This morning as I was doing a clean and press set the usual happened. At about the tenth repetition of the second set my momentum began to pull me forward, off balance. Now those of you that are familiar with this exercise know that it actually requires momentum, that is, to do it right you want some momentum to get the bar up to shoulder height, and then again to press it overhead. The challenge is in controlling and focusing the momentum so that it boosts your motion at the right time and in the right direction.
So what happened? Well, I have a friend who helps me with this sort of thing. His normal input is to assert that since my ears are not bleeding we should add more weight. However, he watches closely and when needed he yells “Reset,” which means that I need to take a teensy pause and get things back together and balanced. How long does that take? About a second if I pay attention to him, and then I can go right on. If I don’t, however, and actually get pulled forward then I often have to stop and put the bar down.

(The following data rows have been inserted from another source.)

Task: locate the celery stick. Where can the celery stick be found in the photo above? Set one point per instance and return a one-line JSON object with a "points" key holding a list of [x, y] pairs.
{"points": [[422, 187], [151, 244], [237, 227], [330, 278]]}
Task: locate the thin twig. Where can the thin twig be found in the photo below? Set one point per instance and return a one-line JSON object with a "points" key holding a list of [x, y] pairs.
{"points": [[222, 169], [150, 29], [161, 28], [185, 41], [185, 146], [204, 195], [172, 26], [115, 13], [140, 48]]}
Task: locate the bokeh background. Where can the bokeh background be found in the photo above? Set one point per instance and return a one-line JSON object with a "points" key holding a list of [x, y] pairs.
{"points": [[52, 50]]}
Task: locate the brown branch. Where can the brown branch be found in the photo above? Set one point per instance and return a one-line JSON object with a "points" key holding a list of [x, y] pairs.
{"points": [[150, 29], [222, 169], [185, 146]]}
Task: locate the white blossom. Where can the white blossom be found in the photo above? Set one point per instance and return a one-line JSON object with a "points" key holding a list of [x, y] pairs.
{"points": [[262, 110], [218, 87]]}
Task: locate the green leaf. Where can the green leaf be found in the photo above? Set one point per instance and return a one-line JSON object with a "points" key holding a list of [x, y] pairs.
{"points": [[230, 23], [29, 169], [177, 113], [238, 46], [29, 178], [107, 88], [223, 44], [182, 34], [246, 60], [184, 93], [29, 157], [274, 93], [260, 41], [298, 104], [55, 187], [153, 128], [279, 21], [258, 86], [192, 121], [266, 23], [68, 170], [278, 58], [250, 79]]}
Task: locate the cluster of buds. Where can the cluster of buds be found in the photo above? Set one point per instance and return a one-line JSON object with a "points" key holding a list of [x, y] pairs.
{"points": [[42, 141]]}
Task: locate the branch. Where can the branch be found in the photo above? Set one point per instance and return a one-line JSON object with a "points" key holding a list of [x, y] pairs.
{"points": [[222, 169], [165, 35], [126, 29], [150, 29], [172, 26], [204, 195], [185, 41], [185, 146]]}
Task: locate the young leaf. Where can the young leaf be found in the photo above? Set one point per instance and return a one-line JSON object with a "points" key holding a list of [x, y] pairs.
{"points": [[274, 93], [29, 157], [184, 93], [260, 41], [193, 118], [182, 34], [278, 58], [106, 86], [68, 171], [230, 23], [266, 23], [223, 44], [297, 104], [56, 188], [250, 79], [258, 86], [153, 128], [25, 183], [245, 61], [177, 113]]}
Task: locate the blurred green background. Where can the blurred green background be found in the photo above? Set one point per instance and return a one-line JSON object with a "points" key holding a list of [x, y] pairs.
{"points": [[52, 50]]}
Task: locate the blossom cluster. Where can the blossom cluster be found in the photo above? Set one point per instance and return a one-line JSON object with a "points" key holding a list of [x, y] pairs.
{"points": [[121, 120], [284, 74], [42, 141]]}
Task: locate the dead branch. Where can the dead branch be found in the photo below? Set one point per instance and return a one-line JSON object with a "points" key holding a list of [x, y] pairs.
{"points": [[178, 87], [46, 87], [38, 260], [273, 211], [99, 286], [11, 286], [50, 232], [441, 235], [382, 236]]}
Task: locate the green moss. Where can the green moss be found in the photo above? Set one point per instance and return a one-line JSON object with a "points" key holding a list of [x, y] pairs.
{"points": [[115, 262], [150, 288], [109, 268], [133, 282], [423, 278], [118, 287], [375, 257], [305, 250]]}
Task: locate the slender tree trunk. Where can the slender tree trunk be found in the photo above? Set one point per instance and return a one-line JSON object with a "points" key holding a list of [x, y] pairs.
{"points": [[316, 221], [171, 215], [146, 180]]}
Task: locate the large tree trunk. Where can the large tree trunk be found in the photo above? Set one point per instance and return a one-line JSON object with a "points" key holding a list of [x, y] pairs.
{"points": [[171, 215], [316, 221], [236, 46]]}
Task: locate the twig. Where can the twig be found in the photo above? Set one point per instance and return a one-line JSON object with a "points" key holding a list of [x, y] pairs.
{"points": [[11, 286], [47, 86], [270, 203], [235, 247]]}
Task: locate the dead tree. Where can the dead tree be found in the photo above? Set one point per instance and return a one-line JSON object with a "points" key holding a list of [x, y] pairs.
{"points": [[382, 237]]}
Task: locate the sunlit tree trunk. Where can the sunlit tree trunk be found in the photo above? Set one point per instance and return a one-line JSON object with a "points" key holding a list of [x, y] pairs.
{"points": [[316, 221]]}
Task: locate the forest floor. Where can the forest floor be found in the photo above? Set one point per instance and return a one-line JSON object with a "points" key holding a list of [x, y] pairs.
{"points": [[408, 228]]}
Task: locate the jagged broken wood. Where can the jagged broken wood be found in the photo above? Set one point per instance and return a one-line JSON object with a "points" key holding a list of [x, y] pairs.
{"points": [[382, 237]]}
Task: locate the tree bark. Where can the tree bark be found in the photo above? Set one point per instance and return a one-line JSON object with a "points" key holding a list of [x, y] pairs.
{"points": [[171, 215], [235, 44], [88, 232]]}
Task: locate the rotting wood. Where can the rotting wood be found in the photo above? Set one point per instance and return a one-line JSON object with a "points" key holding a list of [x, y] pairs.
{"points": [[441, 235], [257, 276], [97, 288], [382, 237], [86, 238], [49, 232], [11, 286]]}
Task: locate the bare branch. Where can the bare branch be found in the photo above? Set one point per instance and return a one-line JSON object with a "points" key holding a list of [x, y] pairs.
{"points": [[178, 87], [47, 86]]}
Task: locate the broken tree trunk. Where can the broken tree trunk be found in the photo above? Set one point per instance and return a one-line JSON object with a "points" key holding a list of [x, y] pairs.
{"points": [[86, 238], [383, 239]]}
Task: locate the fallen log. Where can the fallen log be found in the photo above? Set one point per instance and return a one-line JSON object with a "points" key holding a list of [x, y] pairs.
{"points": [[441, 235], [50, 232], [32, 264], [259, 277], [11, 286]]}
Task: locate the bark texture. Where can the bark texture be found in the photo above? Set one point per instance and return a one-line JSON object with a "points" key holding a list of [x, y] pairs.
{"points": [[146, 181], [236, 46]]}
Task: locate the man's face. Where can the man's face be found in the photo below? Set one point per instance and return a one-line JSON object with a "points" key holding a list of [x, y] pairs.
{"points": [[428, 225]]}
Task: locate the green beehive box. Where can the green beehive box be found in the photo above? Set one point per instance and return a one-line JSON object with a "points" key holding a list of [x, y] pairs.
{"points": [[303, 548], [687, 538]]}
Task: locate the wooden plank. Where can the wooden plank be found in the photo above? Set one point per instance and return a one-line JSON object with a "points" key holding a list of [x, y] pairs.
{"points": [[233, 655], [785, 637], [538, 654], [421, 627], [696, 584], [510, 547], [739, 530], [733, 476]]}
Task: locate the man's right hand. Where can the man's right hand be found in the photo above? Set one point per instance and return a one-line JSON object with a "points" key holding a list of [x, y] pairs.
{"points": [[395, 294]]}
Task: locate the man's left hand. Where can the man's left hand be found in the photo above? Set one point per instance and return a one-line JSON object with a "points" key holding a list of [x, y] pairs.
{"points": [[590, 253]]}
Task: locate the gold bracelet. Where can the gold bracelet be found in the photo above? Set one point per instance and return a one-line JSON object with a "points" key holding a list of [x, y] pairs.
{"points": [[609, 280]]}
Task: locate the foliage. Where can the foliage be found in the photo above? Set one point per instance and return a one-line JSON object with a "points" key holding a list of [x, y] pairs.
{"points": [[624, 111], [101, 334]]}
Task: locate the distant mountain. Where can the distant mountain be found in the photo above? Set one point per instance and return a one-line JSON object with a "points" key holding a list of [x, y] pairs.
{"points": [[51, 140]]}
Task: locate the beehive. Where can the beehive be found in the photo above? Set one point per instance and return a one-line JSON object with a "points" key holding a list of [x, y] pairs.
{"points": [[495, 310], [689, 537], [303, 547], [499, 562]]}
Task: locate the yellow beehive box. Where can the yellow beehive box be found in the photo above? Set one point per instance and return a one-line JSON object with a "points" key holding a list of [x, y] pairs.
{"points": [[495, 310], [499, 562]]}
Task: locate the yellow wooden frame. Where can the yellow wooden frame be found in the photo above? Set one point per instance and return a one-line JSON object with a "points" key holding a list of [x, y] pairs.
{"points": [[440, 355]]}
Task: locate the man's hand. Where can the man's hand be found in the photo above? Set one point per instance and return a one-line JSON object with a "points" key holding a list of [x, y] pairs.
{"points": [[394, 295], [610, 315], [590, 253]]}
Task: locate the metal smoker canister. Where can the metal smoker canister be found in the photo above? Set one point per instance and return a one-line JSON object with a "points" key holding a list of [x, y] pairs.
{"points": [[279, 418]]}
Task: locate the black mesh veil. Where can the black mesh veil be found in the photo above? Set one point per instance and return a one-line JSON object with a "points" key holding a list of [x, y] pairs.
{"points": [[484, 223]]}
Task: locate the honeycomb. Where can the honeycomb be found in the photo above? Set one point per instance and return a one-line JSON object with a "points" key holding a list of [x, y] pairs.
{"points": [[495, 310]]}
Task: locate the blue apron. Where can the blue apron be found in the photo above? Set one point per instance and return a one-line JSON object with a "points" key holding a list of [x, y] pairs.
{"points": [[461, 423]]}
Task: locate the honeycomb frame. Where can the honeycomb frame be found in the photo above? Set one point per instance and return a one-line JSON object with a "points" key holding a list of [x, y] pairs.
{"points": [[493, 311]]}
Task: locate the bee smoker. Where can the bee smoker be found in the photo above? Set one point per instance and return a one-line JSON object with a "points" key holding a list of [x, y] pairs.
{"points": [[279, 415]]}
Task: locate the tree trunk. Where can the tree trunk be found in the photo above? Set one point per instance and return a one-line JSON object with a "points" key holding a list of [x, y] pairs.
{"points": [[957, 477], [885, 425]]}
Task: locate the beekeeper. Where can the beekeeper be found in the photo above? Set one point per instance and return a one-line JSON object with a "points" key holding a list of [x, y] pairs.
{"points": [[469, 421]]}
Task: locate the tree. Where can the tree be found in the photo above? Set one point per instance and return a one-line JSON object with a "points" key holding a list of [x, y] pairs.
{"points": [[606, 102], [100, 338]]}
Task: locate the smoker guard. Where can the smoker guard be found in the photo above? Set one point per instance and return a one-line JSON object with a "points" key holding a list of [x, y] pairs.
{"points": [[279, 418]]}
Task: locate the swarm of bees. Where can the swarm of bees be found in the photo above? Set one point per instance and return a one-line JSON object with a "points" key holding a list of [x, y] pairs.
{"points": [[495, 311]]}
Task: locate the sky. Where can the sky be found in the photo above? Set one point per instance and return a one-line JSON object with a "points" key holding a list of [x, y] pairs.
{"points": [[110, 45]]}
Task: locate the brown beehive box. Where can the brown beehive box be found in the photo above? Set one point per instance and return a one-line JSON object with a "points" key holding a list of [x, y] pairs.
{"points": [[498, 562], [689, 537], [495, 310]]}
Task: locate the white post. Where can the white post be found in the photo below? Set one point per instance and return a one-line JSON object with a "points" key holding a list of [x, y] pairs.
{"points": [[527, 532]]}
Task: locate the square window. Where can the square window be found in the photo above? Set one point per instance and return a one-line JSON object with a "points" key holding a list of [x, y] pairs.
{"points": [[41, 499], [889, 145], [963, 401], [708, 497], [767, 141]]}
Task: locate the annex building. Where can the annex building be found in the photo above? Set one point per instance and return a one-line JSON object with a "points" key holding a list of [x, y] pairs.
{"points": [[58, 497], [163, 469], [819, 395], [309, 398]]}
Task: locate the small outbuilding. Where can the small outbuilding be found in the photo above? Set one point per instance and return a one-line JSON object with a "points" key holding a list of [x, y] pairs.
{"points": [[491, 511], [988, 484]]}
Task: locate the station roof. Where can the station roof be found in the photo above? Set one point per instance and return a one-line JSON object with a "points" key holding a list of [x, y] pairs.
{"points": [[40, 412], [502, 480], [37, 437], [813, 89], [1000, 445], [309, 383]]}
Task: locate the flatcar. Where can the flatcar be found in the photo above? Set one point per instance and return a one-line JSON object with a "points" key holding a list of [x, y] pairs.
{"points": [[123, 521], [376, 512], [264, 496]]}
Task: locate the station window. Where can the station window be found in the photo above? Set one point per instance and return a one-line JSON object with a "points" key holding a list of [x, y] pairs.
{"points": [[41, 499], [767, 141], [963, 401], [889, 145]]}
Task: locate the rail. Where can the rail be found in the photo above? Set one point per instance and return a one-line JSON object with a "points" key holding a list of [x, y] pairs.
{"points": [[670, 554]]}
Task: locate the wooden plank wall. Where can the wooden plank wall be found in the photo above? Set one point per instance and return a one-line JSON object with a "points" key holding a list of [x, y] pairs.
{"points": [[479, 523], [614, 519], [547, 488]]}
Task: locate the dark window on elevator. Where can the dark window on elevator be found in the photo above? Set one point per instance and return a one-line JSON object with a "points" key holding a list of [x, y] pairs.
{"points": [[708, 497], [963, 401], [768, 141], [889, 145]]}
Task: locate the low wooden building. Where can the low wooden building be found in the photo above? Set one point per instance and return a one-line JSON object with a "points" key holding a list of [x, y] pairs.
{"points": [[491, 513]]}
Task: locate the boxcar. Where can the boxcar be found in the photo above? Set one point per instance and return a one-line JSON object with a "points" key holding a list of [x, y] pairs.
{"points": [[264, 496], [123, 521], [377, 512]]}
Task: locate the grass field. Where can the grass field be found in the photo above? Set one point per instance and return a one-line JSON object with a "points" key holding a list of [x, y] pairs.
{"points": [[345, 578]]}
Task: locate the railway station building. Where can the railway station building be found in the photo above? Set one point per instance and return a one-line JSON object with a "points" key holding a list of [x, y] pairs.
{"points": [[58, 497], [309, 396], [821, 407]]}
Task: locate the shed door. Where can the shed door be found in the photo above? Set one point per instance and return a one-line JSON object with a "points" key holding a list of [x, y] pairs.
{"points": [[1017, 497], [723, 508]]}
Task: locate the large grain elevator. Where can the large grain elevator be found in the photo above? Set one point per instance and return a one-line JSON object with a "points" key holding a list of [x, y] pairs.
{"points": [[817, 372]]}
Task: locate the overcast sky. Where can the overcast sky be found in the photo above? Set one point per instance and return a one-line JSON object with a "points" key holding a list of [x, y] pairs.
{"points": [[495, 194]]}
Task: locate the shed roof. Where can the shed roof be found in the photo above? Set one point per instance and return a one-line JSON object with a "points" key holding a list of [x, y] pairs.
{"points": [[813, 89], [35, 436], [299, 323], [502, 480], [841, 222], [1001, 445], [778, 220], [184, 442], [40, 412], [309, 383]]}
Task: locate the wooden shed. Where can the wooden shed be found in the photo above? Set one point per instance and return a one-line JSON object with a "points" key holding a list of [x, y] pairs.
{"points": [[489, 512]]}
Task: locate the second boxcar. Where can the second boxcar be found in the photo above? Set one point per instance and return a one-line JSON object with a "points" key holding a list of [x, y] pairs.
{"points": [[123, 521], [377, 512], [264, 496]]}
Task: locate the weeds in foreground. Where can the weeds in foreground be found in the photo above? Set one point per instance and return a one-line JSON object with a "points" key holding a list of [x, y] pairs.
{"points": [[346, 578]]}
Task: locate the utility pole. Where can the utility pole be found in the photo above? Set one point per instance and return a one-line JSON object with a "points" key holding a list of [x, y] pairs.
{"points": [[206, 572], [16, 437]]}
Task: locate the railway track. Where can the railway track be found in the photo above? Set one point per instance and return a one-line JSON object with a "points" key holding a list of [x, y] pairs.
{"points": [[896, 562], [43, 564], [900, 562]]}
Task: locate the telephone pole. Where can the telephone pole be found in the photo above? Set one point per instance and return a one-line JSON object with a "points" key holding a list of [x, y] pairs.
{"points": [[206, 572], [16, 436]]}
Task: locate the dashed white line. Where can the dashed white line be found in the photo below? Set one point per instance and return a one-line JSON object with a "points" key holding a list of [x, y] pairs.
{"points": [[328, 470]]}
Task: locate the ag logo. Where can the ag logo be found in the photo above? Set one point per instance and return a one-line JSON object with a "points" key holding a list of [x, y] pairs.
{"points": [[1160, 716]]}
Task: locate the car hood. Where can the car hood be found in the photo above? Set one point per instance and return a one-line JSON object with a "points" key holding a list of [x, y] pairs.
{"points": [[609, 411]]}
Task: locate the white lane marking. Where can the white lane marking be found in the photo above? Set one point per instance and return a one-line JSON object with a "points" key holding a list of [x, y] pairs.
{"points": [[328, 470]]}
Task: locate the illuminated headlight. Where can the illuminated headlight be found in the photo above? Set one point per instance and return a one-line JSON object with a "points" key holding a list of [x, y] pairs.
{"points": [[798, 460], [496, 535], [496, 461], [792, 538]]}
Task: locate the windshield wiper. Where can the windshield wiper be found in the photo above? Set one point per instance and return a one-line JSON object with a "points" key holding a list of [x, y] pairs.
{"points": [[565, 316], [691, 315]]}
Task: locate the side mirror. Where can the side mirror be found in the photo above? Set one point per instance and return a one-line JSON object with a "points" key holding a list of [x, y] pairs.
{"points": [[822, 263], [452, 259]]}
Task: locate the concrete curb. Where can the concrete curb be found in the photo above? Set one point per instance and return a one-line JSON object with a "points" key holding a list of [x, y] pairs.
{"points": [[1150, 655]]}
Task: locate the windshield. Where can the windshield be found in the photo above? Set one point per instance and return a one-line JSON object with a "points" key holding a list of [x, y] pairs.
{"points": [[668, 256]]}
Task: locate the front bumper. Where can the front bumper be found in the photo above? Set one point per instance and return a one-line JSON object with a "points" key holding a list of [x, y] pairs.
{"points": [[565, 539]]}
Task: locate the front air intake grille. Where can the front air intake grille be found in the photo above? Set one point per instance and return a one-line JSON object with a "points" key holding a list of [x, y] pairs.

What does this have to do with apologetics? Well, I think apologetics is actually hard work. And those who do it can benefit from the “momentum” that comes from a love of truth, a zest for spreading the gospel, or even the inspiration of the Spirit. However, the human condition is sufficiently flawed that this “momentum” can sometimes pull the apologist off balance. Again, this is not because the “momentum” is bad or the apologetic effort is wasted, but because the human condition is always less than ideal. Moreover, sometimes the line between mysticism, which bypasses the perceived failure of church leaders in favor of access to the Highest Authority, and various forms of cognitive and emotional distress is thin and poorly understood, particularly by those most closely involved.
So we might need a friend here, and perhaps here, just to yell “Reset” and elicit a pause for better balance. And we at FPR can’t be that friend because things are a bit hostile and tense. So if someone could just do us all a favor and have a look around to see if all is well, I would be much obliged.